If you can break in, so can a burglar.
A small investment of time and money can make your home more secure and can reduce your chances of being a victim of burglary, assault, or vandalism. Get to know your neighbors. Watchful neighbors who look out for you, as well as themselves are a front line defense against crime.
CHECK THE LOCKS
In many residential burglaries, thieves walk in through an unlocked door or crawl through an unlocked window.
Make sure every external door has a deadbolt lock.
Secure sliding glass doors with commercially available locks or with a broomstick or wooden dowel in the track to jam the door if someone tries to pry it open. Insert a pin in a hole drilled in the sliding door frame that goes through to the fixed frame to prevent anyone from lifting the door off its track.
Secure double-hung windows by sliding a bolt or nail through a hole drilled at a downward angle in each top corner of the inside sash and part way through the outside sash. Secure basement windows as well.
Don't hide keys in mailboxes, planters, or under doormats. Give an extra key to a neighbor you trust.
If you've just moved into a new house or apartment, rekey the locks.
Lock garage doors. Don't depend on "the remote", codes can be copied.
CHECK THE DOORS
Locks aren't as effective if they're on flimsy doors.
Make sure all exterior doors are solid wood or metal.
Doors should fit tightly in their frames, with hinge pins on the inside.
Install a peephole or wide-angle viewer in all entry doors, so you can see who is outside without opening the door. Door chains are not a security device - they break easily and won't keep out an intruder.
CHECK THE OUTSIDE
To discourage burglars from selecting your home as their target, make sure to:
Prune back shrubbery that hides doors or windows. Cut back tree limbs that could help a thief climb into windows.
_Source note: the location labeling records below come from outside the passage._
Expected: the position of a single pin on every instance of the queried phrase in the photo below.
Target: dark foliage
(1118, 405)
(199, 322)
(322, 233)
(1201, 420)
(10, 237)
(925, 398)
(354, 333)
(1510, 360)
Light porches, entrances, and yards - front and back. Consider timers that turn on outside lights or install motion detectors.
Keep your yard well-maintained. Store ladders and tools inside your locked garage, basement, or storage shed when you're not using them.
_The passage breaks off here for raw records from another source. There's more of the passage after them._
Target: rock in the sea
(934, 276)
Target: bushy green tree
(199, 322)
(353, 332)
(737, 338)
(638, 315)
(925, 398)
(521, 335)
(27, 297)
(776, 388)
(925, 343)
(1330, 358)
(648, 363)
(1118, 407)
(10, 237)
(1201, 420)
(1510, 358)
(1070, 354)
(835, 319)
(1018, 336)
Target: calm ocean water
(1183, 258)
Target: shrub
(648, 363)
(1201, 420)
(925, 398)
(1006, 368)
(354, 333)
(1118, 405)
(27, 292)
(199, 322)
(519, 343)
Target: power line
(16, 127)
Clearly display your house number so police and other emergency vehicles can find your home quickly.
Help the neighborhood stay in good shape. Dark alleys, broken street lights, abandoned cars, vacant buildings, graffiti, litter, and run-down areas attract crime. Work with the local government and neighbors to organize community clean-up days.
Put lights and a radio on timers to create the illusion that someone is at home when you go away. Leave shades, blinds, and curtains in normal positions. Stop the mail and newspapers, or ask a neighbor to take them in.
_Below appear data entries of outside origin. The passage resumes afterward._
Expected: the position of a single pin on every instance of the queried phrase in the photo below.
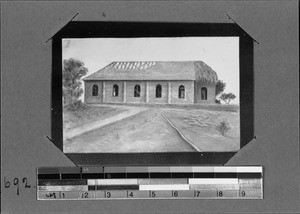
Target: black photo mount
(88, 29)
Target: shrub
(75, 105)
(223, 127)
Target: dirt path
(98, 124)
(143, 132)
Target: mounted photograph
(151, 95)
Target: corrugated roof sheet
(159, 70)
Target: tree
(73, 71)
(227, 97)
(220, 86)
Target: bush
(223, 127)
(75, 105)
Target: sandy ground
(199, 127)
(143, 132)
(143, 129)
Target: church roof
(156, 70)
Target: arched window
(181, 92)
(115, 90)
(158, 91)
(203, 93)
(95, 90)
(137, 91)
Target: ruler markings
(83, 183)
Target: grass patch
(199, 126)
(89, 114)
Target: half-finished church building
(177, 82)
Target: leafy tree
(220, 86)
(223, 127)
(73, 71)
(227, 97)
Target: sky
(220, 53)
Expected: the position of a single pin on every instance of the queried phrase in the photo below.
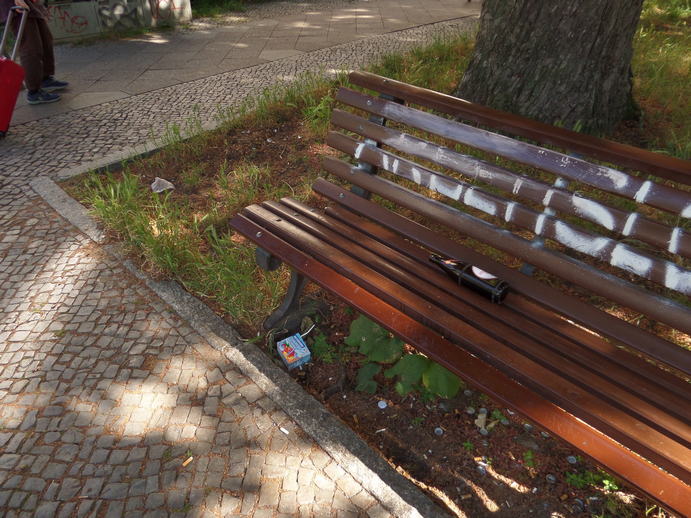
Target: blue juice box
(293, 351)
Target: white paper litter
(160, 185)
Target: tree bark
(557, 61)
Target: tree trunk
(557, 61)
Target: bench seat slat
(605, 178)
(631, 432)
(569, 269)
(605, 324)
(620, 255)
(552, 324)
(655, 482)
(588, 368)
(628, 224)
(661, 165)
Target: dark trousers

Update your home inventory, listing things like VCRs, stereos, cameras, sports equipment, and computers. Take photos or make videos of items, list descriptions and serial numbers. Engrave valuables. If your home is burglarized, this can help identify stolen items and make insurance claims easier to file.
WHAT ABOUT ALARMS
If you have valuables in your home, or live in an isolated area or a neighborhood vulnerable to break-ins, consider an alarm system. Before you invest in alarms:
Many companies provide them. Check with several and decide what level of security fits your needs. Sources of information include your local police department, the public library, and the Better Business Bureau.
Learn how to use your system properly. If you continually set off false alarms, your neighbors will ignore the noise.
BURGLARS CAN TAKE MORE THAN YOUR PROPERTY
Burglars generally don't want to run into their victims. But if they're surprised by someone coming home or pick a home that's occupied, someone may get hurt.
If you see a screen slit, a window broken, or a door ajar, don't go in. Call the police from a neighbor's house or a public phone.
If you hear a noise in the night that sounds like someone breaking in or moving around, call the police and wait for them to come. If you can leave safely, do so. Otherwise lock yourself in a room or, if the intruder is in the room, pretend to be asleep.
Think carefully before buying a firearm for protection. Guns can be stolen and sold to anyone, or captured and used on you or the police. If you do own a gun, lock it up and learn how to use it safely.